Investment returns earned by “mega” public pensions, with assets of more than $5 billion, topped those of the smaller plans by almost 1 percentage point last year, according to Wilshire Associates Inc.
Big government-employee pensions reported median returns of 13.43 percent for the year. Funds with less than $1 billion in assets, which don’t invest as much in so-called alternatives like private equity, hedge funds and real estate, had median returns of 12.47 percent, according to Wilshire.
“Large and mega plans outperformed small plans because of greater exposure to other classes, such as international stocks and alternatives, versus the traditional U.S. equity and U.S. bonds,” said Robert Waid, a managing director at the Santa Monica, California-based consulting firm.
The disparity underscores one rationale for consolidating smaller funds, which has been proposed in Pennsylvania. Before he left office, Jack Wagner, the state’s former auditor general, said that merging 2,600 municipal plans into a single statewide system could help them achieve higher investment returns. Two- thirds of the local funds he audited have 10 or fewer members.
Consolidation would also lower administrative expenses and help reduce the need for taxpayers to cover obligations to retirees, Wagner said in September. Eugene DePasquale replaced Wagner as auditor general on Jan. 15.
“Pennsylvania has too many smaller and underfunded municipal pension plans that could cost taxpayers millions of dollars to maintain,” Wagner said in his September statement.

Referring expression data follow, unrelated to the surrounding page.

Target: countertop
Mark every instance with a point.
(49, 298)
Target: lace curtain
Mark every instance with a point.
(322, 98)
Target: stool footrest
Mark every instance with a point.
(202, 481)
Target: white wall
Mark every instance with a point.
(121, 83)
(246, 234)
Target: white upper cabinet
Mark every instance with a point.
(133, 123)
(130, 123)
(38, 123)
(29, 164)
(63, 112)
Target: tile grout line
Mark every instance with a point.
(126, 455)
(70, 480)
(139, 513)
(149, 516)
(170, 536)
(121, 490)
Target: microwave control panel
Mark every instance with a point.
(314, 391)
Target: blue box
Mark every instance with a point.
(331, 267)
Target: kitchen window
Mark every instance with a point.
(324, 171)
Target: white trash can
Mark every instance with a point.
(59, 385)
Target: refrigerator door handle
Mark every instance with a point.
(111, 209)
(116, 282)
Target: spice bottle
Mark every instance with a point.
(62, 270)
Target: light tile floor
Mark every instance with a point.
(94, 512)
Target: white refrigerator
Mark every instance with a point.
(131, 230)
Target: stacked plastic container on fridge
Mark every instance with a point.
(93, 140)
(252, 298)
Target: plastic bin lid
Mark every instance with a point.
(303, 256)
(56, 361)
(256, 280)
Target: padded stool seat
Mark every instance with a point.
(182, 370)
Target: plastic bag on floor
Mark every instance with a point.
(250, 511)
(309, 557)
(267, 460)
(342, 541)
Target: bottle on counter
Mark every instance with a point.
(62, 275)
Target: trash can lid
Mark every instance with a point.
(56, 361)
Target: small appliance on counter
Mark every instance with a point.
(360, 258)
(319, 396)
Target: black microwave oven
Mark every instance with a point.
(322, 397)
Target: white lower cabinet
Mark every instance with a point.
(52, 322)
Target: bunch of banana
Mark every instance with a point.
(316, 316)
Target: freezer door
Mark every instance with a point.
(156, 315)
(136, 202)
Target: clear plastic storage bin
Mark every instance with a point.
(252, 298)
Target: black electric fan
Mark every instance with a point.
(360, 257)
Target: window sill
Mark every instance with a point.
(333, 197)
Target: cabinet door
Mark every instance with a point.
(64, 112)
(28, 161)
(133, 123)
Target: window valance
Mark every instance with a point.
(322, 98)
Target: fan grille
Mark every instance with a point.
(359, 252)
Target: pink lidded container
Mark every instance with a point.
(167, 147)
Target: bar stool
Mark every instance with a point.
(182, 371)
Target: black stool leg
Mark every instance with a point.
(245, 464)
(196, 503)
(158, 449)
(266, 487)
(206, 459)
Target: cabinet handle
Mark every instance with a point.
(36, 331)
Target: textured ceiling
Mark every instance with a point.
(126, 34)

The Keystone State has more than 3,200 local government pensions for police officers, firefighters and nonuniformed workers, about a fourth of all municipal pensions in the U.S. DePasquale’s office audits 2,600 of the plans, with combined assets of $10.2 billion. It doesn’t review about 600 county and municipal funds.
Among the pensions audited last year, Wagner said 52 had assets to cover less than 50 percent of their liabilities, making them “severely distressed.” Another 234 plans were “moderately distressed,” with an aggregate funding ratio of 53 percent, Wagner said in a report.

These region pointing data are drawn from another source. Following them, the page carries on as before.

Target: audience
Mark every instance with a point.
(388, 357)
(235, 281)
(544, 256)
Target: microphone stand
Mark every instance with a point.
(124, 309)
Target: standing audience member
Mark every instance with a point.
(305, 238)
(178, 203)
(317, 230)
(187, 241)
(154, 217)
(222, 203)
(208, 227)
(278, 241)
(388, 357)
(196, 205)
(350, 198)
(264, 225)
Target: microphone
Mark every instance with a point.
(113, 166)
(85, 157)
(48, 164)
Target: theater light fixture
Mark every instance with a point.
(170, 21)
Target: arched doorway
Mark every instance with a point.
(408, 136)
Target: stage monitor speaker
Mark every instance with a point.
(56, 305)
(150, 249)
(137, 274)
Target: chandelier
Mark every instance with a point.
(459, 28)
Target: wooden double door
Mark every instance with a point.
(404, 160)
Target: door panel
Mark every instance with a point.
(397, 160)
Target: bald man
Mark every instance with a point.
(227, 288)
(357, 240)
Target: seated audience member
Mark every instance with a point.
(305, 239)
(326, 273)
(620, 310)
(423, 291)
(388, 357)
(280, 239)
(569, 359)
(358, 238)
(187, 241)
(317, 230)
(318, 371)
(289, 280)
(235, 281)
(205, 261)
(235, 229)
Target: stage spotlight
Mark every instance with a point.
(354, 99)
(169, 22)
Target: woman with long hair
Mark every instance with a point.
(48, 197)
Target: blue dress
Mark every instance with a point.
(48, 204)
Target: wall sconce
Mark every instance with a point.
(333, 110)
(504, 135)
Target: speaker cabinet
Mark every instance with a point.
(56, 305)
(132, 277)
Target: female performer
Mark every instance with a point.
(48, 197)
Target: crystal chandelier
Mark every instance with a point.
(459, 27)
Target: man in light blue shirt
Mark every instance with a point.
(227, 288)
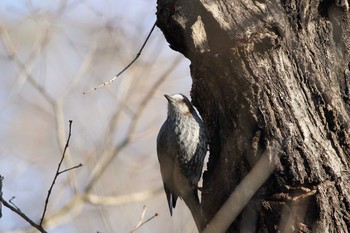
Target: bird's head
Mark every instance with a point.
(178, 104)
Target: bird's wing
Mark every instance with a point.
(171, 198)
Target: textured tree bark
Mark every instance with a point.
(271, 76)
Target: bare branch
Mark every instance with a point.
(68, 169)
(137, 56)
(107, 158)
(57, 173)
(141, 222)
(241, 196)
(18, 211)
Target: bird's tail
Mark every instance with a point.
(192, 202)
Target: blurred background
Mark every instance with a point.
(50, 53)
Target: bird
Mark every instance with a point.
(181, 149)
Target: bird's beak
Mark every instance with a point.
(168, 97)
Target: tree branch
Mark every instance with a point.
(18, 211)
(58, 172)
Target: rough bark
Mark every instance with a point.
(271, 75)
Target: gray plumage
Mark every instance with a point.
(181, 148)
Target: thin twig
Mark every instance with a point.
(57, 173)
(14, 205)
(19, 212)
(137, 56)
(68, 169)
(141, 222)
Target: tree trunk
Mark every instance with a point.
(271, 76)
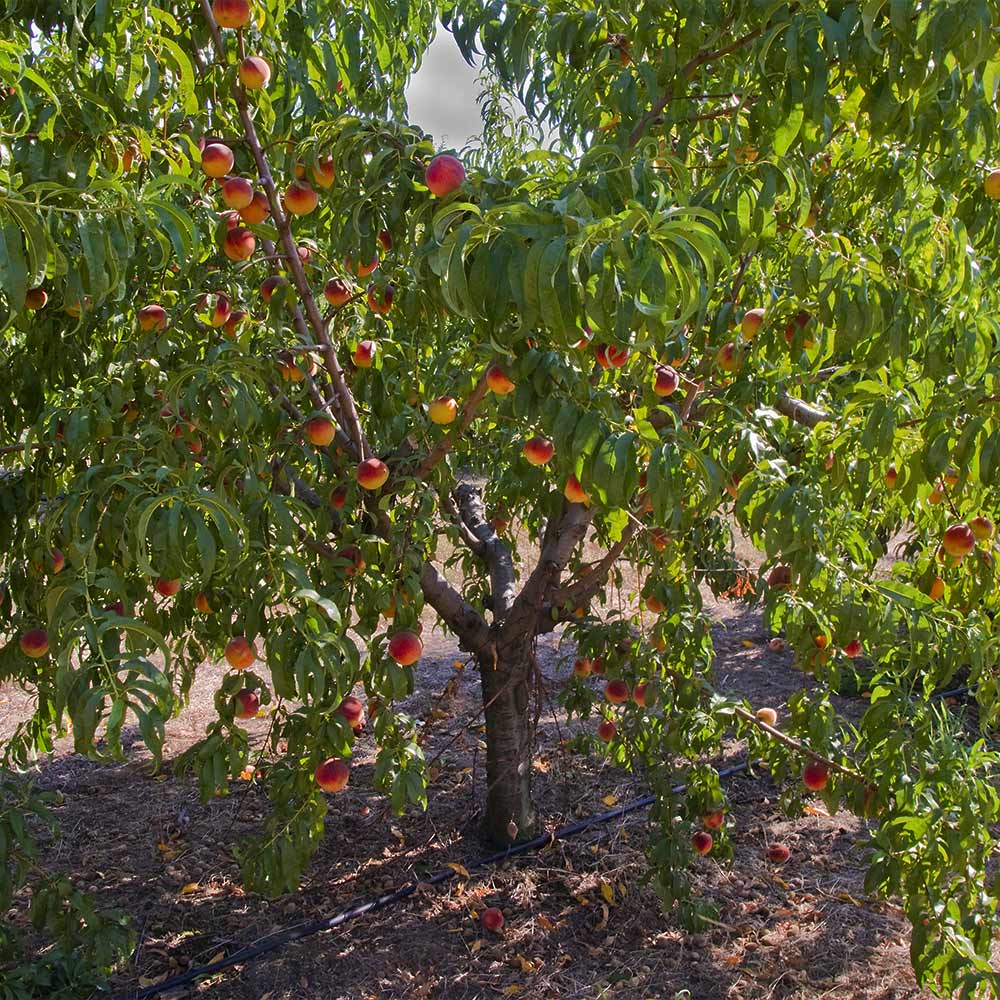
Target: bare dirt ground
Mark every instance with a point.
(145, 843)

Nationwide, state and local pensions with less than $1 billion of assets had a median allocation of 10.6 percent of their holdings in international stocks and zero in alternative investments last year, according to Wilshire.
Public pensions with assets of more than $5 billion had a median allocation of 22.3 percent in international stocks and 9.6 percent in alternatives, according to Wilshire.
The MSCI EAFE Index (MXEA), which measures stock performance in developed markets outside the U.S. and Canada, returned 6.63 percent in the fourth quarter, while the Standard & Poor’s 500 Index (SPX) lost 0.38 percent, data compiled by Bloomberg show. For the year, the MSCI index returned almost 18 percent, trailed by the S&P at 16 percent.
“Larger plans are better able to diversify and thus reduce overall plan risk,” said Waid at Wilshire, which advises investors and pensions.
For the quarter ending Dec. 31, public pensions with assets of more than $5 billion had a median return of 2.45 percent, beating corporate pensions, foundations and endowments, and union retirement funds of all sizes, according to Wilshire.
Many state and local government pensions count on annual investment returns of 7.5 percent to 8 percent to pay benefits for teachers, police and other employees.
In the 10-year period through Dec. 31, public pensions with more than $5 billion in assets had a median return of 7.96 percent, compared with a 7.36 percent median for all public funds, according to the consulting firm.
Foundations and endowments with more than $500 million in assets had the best 10-year median return, at 8.22 percent, Wilshire said.
Wilshire’s report, compiled by its Trust Universe Comparison Service, covers more than 1,500 institutional investment trusts, including corporate plans, foundations and endowments, union retirement funds and public pensions. They have combined assets of more than $2.75 trillion, according to the company.